研究的目的在於利用超音波在液體介質中以疏密波傳遞之特性，利用聲學參數中的頻率及聲強不同所形成之聲輻射力 (Acoustic Radiation Force)，對液體中的雜質微粒凝聚影響加以探討，以期能有效的將超音波的凝聚效應運用於醫學中藥物的傳遞、環保工程中去除污染物或物質純化的技術上。本研究利用微粒在超音波聲場中的運動方程式，計算出微粒在聲場中所受到聲輻射力的作用情形，以適當的激振頻率經由超音波探頭入射至液體中，觀察液體內的微粒受聲輻射力及其他作用力影響下粒子凝聚的情形。在聲場強度的選取上，則以低於理論所計算出發生空蝕現象之強度為依據。實驗結果發現，當照射頻率為1 MHz 時，可達到較對照組多27% 的增進效果，並證實在不同頻率作用下，微粒聚集的情況並不相同。

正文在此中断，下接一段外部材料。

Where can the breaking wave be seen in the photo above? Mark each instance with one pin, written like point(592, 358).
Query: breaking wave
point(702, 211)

The objective of this research is to study the effect of radiation force on particles coagulation by the ultrasound exposure. The acoustic parameters, such as ultrasonic frequencies and intensities, were used to study the effects of particle collection. It is possible that the technology can be applied to the medical engineering or the environment engineering, to increase the effects of the drug delivery or pollution elimination.To study the above-mentioned problem, the suitable particles are used to research the effect of radiation force by ultrasound exposure. The oscillation of the particle in response to the ultrasound radiation is adapted from known theoretical analysis. The displacement of particles varies according to the effective charges, radii, and stiffness of the particles, and the particles of different radii can thus be controlled even when they consist of the same material. The images obtained from microscopy can be made and recorded by a personal computer. To analyze the distribution of powder particles, the direct microscope count is used. The knowledge obtained from this research can also develop the biotechnology and agriculture by using the ultrasound technique.